Er, der mit seiner sozialdemokratischen Partei selbst auch immer politischer Akteur gewesen ist und die Lager je nach Interessenlage munter gewechselt hat – einst war Surkis sogar ein großer Revolutionär in Orange –, hat es nie geschafft, die Politik unter seine Kontrolle zu bringen. Das musste Oligarchenkollege und -konkurrent Achmetow für ihn besorgen. Erst als Präsident Viktor Janukowitsch, Achmetows politischer Wünscheerfüller, die EM zu einem seiner wichtigsten politischen Projekte erklärt hat, ist alles so geworden, wie Surkis sich das immer vorgestellt hat.

Er könne sich, so Surkis, noch gut an die Uefa-Sitzungen erinnern, in denen darüber diskutiert wurde, der Ukraine das Turnier wieder wegzunehmen. Oder nur zwei statt vier Spielorten zuzugestehen. Die Politik hat einfach nicht funktioniert. Den Namen der inhaftierten damaligen Ministerpräsidentin Julia Timoschenko nennt er nicht. Man versteht ihn dennoch.

Es muss eine harte Zeit für ihn gewesen sein.

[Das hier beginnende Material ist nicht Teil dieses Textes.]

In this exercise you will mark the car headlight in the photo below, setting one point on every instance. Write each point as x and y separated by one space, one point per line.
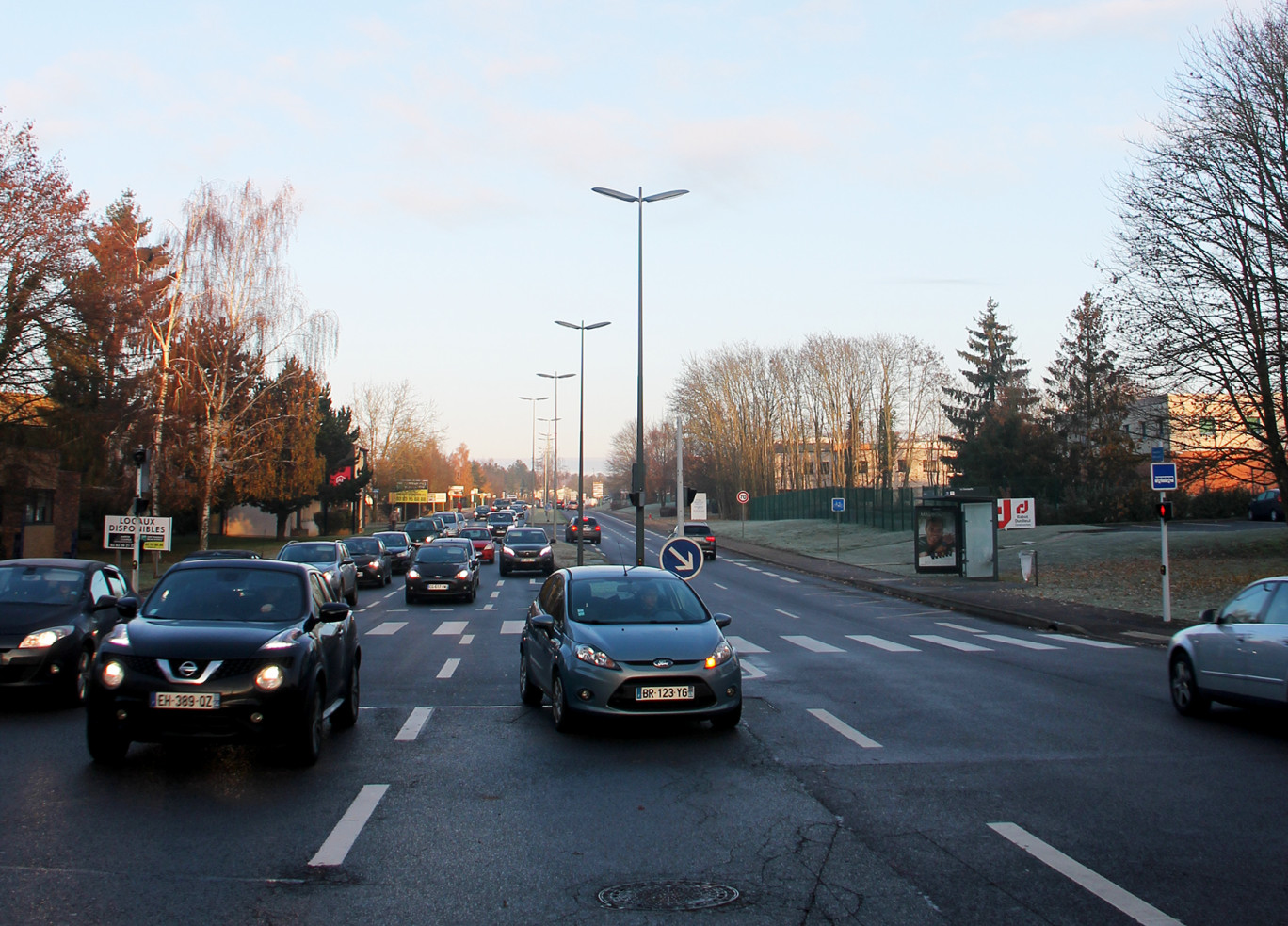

So viel hatte er getan, um die EM zu holen. Zu kaufen, wie viele sagen. Der zypriotische Fußballfunktionär Spyros Marangos erhob vor anderthalb Jahren schwere Vorwürfe und sprach von hohen Geldzahlungen vor der EM-Vergabe.

Einen Schiedsrichter wollte er mal bestechen

So richtig aufgeklärt ist der Fall bis heute nicht, aber niemand würde sich wundern, wenn Surkis tatsächlich geschmiert hätte. Weil er in eine Korruptionsaffäre verwickelt war, durfte er eine Zeit lang nicht in die USA reisen. Und 1995 wollte er mal einen spanischen Schiedsrichter bestechen, auf dass sein Verein Dynamo Kiew, an dessen Spitze inzwischen Bruder Igor steht, in einer Champions-League-Partie bessere Chancen hat. Kiew wurde anschließend ein Jahr für europäische Wettbewerbe gesperrt.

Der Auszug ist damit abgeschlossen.